My struggled with fiction has had to do with plots lines that are too predictable (or intentionally unpredictable for no good reason), common tropes are overused, and characters are flat. As a result, if I do read fiction, it tends to be stuff with no discernible plot line. Idaho has a plot line. Very much so. But it is as artful as the text.

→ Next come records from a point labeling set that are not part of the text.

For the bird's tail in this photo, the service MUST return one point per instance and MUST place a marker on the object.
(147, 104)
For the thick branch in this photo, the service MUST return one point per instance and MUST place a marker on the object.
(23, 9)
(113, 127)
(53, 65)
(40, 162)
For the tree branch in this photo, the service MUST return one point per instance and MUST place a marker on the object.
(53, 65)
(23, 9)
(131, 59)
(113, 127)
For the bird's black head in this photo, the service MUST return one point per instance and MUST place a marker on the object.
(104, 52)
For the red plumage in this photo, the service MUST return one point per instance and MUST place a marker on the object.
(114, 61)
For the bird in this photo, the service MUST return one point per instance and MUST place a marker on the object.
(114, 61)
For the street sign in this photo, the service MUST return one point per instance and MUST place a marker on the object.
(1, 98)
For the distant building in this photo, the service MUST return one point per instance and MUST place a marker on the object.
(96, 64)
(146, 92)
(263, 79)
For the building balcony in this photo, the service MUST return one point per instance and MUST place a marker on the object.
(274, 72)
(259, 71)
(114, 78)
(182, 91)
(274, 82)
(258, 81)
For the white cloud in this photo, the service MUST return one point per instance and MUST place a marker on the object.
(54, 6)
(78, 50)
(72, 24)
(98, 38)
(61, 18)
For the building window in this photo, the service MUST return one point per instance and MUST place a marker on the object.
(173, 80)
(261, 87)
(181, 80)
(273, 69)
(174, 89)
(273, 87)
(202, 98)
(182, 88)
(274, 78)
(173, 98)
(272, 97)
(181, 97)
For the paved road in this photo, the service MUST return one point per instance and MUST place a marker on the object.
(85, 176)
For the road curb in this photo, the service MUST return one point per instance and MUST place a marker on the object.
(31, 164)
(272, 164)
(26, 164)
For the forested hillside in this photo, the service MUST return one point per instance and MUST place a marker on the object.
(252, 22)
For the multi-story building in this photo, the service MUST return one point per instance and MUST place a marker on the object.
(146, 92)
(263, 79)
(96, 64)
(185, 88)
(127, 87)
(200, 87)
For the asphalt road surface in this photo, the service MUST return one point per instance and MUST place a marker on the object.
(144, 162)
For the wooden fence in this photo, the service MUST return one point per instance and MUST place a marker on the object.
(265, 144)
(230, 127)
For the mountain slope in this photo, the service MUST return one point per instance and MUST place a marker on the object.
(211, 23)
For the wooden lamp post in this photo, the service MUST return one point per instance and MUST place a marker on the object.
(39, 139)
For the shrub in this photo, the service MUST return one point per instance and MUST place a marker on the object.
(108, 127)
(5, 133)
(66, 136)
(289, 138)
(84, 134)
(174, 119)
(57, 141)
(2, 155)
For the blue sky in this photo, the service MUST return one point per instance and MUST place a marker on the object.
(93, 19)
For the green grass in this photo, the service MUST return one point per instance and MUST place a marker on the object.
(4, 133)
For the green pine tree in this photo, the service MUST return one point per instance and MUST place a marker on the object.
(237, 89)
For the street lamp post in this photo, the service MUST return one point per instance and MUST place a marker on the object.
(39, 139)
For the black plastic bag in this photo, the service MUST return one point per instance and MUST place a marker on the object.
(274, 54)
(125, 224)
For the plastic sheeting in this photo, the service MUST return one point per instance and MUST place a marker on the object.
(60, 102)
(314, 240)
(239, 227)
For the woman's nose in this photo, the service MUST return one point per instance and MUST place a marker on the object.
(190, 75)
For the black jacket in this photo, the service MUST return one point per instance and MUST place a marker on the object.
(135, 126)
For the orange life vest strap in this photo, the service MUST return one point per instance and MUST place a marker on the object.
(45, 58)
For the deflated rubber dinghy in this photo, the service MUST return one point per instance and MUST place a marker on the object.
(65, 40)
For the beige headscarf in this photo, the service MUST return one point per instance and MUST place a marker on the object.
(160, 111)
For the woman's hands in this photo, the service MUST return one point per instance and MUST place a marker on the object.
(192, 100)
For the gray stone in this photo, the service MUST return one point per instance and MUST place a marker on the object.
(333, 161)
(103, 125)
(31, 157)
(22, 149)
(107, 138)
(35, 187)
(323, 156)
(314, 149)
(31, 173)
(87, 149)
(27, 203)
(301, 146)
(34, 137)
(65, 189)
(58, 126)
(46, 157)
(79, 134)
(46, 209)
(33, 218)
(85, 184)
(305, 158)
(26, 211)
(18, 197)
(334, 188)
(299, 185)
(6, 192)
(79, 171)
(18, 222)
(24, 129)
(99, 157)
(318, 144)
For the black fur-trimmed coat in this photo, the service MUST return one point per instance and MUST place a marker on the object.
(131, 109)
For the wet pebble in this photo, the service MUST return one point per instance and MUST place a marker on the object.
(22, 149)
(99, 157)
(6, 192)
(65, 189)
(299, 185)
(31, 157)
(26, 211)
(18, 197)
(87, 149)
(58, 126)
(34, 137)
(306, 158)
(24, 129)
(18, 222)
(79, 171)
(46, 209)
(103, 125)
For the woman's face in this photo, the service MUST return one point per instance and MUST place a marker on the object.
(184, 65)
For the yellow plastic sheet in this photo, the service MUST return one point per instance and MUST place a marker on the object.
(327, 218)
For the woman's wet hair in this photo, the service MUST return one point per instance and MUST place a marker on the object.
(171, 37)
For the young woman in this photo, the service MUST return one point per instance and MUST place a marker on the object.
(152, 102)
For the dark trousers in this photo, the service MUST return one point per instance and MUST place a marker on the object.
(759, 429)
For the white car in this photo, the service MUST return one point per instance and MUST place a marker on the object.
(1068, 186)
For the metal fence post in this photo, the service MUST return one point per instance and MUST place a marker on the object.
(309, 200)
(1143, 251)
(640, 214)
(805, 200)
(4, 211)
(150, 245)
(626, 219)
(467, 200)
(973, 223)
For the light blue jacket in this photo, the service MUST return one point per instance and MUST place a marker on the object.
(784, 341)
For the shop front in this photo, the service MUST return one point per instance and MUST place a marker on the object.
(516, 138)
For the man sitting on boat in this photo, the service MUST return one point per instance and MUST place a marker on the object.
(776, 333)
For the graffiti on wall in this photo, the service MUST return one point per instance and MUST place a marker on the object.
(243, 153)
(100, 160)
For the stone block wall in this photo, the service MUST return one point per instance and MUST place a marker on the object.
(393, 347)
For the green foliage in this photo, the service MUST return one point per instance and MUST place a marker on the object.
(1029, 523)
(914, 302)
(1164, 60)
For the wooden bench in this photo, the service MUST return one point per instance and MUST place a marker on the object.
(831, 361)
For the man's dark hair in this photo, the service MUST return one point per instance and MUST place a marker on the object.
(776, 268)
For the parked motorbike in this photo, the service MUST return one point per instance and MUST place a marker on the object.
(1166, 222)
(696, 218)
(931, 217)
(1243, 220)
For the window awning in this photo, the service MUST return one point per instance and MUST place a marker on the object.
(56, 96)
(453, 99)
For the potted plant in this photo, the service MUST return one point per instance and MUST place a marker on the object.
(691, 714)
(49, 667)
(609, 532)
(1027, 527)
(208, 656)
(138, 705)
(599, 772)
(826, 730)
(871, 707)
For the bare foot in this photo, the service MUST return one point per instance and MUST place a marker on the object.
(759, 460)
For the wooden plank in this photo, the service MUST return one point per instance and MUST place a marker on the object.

If you grew up in the Inland Northwest, if there are old pictures of you as a child standing in the back of a old Ford, a photo taken when you are covered in tamarack dust, stuck to you from the can of Coke you drank, while you are waiting while your parents stacked firewood into the back of the pickup, and smell of honeysuckle and chainsaw oil thick in the air, and then if you went to school in the Palouse, and spent summers high up in the Idaho mountains, a little worried about getting lost among the old Forest Service road, but thankful from the break of intellectual work, while you marked and hauled old logs to the truck to burn through the winter in a fireplace that would melt and permanently scar the skin on your forearm, and if you take every opportunity, every summer and spring break, to drive back to those empty Blue Mountains, and if you knew the boredom and insight of an isolated childhood in the rural Northwest, and if you think you’ve actually met Emily Ruskovich, been introduced in passing by a friend, an acquaintance, in Moscow, Idaho, while you were practicing yoga across the state line, or at the farmer’s market, or in the little shop, where you ate a coffee and bagel after having ridden your bike eight miles along the Chipman Trail. Perhaps she was a student, or maybe you two were alone in a used bookstore and shared a knowing glance, seeing that you are the same, both with freckles, red hair, and dark eyes, but you think you are different, but you are not so different, and you should read this beautiful, beautiful book that she has written.